Harvest Global Markets :

In a significant move with far-reaching implications for the global economy, Brent crude oil prices have breached the $90-per-barrel mark for the first time since November. This surge comes as the largest oil-producing nations within the OPEC+ alliance, Saudi Arabia and Russia, have decided to extend their supply cuts until the end of the year. While this move bolsters oil prices, it raises concerns about the potential for a fresh wave of inflationary pressures worldwide. Saudi Arabia, the world’s leading oil exporter, has committed to continue its unilateral production cutback of one million barrels a day until December. This decision is expected to keep Saudi output at approximately nine million barrels a day, marking one of the lowest levels in several years. Meanwhile, Russia, a prominent member of the OPEC+ alliance, has also announced an extension of its export reduction by 300,000 barrels a day for the same duration. The impact of these announcements was swift, with Brent crude oil prices surging by as much as two percent to reach $90.75 a barrel. Global oil markets have been tightening as demand for oil reaches record levels, coupled with a steady decrease in oil inventories. Even concerns about economic growth in China, one of the world’s largest consumers of oil, have failed to dampen the summer rally in oil prices.

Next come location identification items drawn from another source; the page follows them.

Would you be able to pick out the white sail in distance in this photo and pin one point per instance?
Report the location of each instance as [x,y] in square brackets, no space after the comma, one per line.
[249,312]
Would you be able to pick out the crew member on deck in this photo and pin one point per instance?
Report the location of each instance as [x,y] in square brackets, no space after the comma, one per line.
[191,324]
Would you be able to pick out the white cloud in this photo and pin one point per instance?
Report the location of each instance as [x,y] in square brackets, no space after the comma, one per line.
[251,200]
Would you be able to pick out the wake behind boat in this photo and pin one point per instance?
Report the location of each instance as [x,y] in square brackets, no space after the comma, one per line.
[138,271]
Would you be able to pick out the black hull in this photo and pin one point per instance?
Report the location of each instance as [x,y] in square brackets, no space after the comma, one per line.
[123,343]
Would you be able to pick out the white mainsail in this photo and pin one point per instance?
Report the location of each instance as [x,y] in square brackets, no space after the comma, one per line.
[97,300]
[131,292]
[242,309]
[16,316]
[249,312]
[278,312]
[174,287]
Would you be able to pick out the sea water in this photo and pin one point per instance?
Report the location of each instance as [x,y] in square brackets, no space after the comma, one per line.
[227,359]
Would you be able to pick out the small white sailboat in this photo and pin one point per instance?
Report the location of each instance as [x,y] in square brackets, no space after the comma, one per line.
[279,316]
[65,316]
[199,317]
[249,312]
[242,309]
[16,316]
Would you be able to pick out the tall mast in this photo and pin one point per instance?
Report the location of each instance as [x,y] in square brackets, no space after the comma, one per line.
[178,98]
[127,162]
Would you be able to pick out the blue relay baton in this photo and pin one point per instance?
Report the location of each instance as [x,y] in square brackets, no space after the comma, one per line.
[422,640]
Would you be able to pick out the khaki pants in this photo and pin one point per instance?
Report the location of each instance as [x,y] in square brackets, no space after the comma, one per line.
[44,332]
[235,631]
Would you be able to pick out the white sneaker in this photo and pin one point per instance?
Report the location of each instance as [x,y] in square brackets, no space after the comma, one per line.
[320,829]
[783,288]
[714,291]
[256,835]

The rise in oil prices is poised to cause unease in the United States, where the Biden administration is actively working to prevent gasoline prices from reaching $4 a gallon. A resurgence in inflation would not only burden consumers but also pose a challenge to central bankers worldwide who are striving to curb rising inflation rates. Notably, fuels like gasoline and diesel are already trading well above headline crude prices. Saudi Arabia’s decision to extend its production cutback exceeded market expectations. A Bloomberg survey of 25 traders and analysts revealed that 20 of them had anticipated only a one-month extension of the additional cutback. Saudi Arabia initially introduced its additional supply cut in July, deepening the reductions already agreed upon within the OPEC+ alliance. This unilateral move came as most OPEC+ members faced output losses due to underinvestment and operational disruptions. For Saudi Arabia, defending the oil market has come at an economic cost, as it experienced the sharpest downgrade in economic growth projections by the International Monetary Fund due to reduced sales volumes. However, for Saudi Arabia, this appears to be an acceptable price to pay. It is believed that the kingdom may need oil prices to approach $100 a barrel to support the ambitious spending projects championed by Crown Prince Mohammed bin Salman, as suggested by Bloomberg Economics.

The decision by Saudi Arabia and Russia to extend their production cuts until the end of the year has sent Brent crude oil prices soaring past $90 a barrel. While this move may delight oil-producing nations, it has raised concerns about the potential for a new wave of inflationary pressures on the global economy. As oil markets continue to tighten and demand remains high, the world watches with bated breath to see how these developments will impact energy prices, inflation rates, and economic stability in the months ahead.